Le matérialiste, au contraire, se place du point de vue du système. Il nous expose la
conception du monde à laquelle il est parvenu, au terme de la réflexion scientifique. La
science a fini par découvrir l’atome, mais elle l’a découvert comme le fondement de toute
chose ; aussi le matérialiste part-il de l’atome, et dit que tout est matière.
Schopenhauer s’appuie sur cette circularité pour réfuter le matérialisme :

La philosophie objective, lorsqu’elle se présente sous la forme du matérialisme pur, est,


au point de vue de la méthode, la plus conséquente de toutes, celle dont le développement
peut être le plus complet. Ce système pose d’abord l’existence absolue de la matière […]
Cela fait, il cherche à découvrir un état primitif et élémentaire de la matière, dont il puisse
tirer par un développement progressif tous les autres états, depuis les propriétés mécaniques
et chimiques, jusqu’à la polarité, la vie végétative et enfin l’animalité.
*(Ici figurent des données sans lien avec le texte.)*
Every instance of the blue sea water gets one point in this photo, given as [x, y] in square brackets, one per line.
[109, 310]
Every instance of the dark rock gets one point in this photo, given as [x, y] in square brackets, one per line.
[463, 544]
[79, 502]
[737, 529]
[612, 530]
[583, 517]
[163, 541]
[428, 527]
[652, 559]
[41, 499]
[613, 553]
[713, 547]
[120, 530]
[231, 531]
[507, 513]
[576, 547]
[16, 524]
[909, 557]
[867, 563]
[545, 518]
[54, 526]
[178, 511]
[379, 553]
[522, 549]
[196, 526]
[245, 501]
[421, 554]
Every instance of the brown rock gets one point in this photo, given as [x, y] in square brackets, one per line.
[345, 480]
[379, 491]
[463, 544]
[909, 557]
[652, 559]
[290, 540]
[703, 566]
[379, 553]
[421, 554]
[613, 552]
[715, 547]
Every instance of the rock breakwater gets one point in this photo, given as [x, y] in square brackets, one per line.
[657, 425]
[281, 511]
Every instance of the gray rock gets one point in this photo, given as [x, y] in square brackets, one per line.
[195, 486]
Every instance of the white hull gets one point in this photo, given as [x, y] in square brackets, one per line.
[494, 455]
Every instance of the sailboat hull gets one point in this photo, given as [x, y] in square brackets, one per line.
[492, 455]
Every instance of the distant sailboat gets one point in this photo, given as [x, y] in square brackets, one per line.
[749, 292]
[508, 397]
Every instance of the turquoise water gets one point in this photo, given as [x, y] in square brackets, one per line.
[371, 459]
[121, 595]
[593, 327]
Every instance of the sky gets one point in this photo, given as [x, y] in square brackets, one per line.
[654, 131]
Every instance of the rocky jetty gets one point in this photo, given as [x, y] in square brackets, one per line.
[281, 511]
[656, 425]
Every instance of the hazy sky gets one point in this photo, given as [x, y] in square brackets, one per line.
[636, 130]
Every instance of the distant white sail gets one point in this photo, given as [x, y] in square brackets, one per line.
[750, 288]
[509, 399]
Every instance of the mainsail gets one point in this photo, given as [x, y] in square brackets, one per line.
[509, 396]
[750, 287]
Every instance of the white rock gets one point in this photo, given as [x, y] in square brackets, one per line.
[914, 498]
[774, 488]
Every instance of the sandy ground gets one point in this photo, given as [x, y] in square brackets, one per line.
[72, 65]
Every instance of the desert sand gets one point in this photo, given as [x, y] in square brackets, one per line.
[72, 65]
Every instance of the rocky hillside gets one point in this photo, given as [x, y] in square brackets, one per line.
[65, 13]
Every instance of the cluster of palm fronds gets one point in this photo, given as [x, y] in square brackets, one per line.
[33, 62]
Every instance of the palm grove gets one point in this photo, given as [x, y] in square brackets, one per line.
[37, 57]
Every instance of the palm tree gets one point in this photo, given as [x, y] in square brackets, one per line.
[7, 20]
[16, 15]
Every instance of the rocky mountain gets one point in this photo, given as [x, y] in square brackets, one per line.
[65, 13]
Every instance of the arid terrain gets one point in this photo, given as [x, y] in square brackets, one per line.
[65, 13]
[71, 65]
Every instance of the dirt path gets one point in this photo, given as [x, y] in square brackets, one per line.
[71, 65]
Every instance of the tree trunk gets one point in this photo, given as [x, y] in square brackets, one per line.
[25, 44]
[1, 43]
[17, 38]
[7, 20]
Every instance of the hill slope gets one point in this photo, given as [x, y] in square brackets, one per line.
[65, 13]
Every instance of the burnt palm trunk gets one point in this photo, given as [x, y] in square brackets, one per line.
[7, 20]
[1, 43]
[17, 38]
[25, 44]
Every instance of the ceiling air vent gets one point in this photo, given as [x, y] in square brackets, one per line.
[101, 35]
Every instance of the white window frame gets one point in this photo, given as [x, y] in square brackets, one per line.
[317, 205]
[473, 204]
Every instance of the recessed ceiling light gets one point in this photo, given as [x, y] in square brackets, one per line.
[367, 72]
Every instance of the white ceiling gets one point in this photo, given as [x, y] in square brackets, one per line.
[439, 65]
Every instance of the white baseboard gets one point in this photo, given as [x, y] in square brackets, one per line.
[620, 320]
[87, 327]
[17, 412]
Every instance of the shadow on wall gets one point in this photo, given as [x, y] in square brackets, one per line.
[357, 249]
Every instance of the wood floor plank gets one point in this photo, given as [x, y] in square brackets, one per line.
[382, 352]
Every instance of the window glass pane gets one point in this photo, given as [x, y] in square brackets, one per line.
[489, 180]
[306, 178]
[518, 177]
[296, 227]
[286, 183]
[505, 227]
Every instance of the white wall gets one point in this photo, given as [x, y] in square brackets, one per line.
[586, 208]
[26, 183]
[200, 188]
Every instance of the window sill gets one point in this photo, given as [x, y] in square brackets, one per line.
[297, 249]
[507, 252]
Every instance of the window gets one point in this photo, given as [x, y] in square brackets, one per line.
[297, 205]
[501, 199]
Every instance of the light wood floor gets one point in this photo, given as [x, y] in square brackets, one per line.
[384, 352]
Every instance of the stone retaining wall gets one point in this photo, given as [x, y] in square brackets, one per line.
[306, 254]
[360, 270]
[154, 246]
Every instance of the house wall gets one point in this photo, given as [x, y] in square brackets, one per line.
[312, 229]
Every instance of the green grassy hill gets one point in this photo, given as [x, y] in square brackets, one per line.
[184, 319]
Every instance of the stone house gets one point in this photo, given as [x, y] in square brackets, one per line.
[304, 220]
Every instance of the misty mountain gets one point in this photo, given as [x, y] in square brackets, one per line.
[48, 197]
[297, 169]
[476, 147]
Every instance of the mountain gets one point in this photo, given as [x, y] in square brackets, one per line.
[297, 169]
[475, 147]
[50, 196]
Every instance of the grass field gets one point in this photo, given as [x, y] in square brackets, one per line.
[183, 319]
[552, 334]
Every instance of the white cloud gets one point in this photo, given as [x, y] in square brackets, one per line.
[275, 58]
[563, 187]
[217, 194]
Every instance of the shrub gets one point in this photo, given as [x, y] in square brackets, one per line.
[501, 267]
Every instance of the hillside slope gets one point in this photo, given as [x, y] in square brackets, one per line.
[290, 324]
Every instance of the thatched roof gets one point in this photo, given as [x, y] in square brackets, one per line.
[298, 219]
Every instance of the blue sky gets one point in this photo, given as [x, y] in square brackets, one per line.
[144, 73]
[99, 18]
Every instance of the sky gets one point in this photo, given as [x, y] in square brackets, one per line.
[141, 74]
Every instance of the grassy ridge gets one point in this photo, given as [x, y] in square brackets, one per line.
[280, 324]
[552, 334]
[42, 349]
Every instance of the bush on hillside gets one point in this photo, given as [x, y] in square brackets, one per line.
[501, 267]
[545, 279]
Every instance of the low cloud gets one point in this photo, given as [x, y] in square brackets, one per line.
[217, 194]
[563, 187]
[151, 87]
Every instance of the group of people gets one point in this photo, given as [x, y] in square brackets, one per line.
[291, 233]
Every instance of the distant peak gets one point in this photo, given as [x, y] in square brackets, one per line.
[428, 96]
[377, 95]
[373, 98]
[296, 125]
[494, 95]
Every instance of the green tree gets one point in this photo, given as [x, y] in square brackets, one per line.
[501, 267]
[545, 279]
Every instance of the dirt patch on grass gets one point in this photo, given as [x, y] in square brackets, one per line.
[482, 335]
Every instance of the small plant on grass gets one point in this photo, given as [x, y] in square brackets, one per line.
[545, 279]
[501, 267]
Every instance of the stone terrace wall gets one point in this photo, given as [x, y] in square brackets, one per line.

Si l’on suppose
l’entreprise couronnée de succès, le dernier anneau de la chaîne sera la sensibilité animale, ou
la connaissance, qui apparaîtra ainsi comme une simple modification de la matière,
modification produite en vertu de la causalité.
Admettons que nous ayons pu suivre jusqu’au bout et sur la foi des représentations
intuitives l’explication matérialiste ; une fois arrivés au sommet, ne serions-nous pas pris
soudain de ce rire inextinguible des dieux de l’Olympe, lorsque, nous éveillant comme d’un
songe, nous ferions tout à coup cette découverte inattendue : que le dernier résultat si
péniblement acquis, la connaissance, était déjà implicitement contenu dans la donnée
première du système, la simple matière ; ainsi, lorsque nous nous imaginons avec le
matérialisme penser la matière, ce que nous pensions en réalité, c’était le sujet qui se la
représente, l’œil qui l’aperçoit, la main qui la touche, l’esprit qui la connaît.
Alors se révèle cette étonnante pétition de principe de la doctrine, où le dernier anneau
apparaît inopinément comme le point d’attache du premier ; c’est une chaîne circulaire, et le
matérialiste ressemble au baron de Münchhausen qui, se débattant dans l’eau, monté sur son
cheval, l’enlève de ses jambes et s’enlève lui-même par la queue de sa perruque ramenée en
avant. L’absurdité du matérialisme consiste donc à prendre comme point de départ un
élément objectif, qu’il engendre finalement au terme de ses explications. […]
Le matérialisme est donc un effort pour expliquer par des données médiates ce qui est
donné immédiatement. […] A cette affirmation que la pensée est une modification de la

12
matière, il sera toujours permis d’opposer l’affirmation contraire, que la matière est un simple
mode du sujet pensant, autrement dit une pure représentation.
Arthur Schopenhauer, Le Monde comme volonté et représentation, § 7

2. Comprendre et expliquer
Le conflit entre idéalisme et matérialisme repose sur une opposition fondamentale dans la
manière même de « connaître » le monde. Les idéalistes font reposer le non-sens (la matière)
sur le sens ; car pour eux le sens est plus fondamental que le non-sens, un monde dépourvu de
sens leur paraît inconcevable. Les religieux, par exemple, ne peuvent concevoir le monde sans
une réalité spirituelle, une intention (Dieu), à son fondement. Voir surgir la pensée de la
matière leur semble absurde ; c’est la matière qui doit jaillir de l’esprit. Les matérialistes au
contraire font reposer le sens sur le non-sens. Pour eux, c’est exactement l’inverse : ils ne
peuvent concevoir le sens (la pensée) sans support matériel. Un pur esprit leur semble
inconcevable. En somme les premiers veulent comprendre, les seconds veulent expliquer :
c’est pourquoi chacun ne saurait accepter l’ordre ontologique affirmé par son adversaire.
L’esprit est inexplicable, disent les matérialistes. La matière est incompréhensible, répondent
les idéalistes. Les uns expliquent l’esprit par la matière, les autres comprennent la matière par
l’esprit.

C. Le « monisme neutre »

Il existe une troisième voie, outre l’idéalisme et le matérialisme : le monisme neutre.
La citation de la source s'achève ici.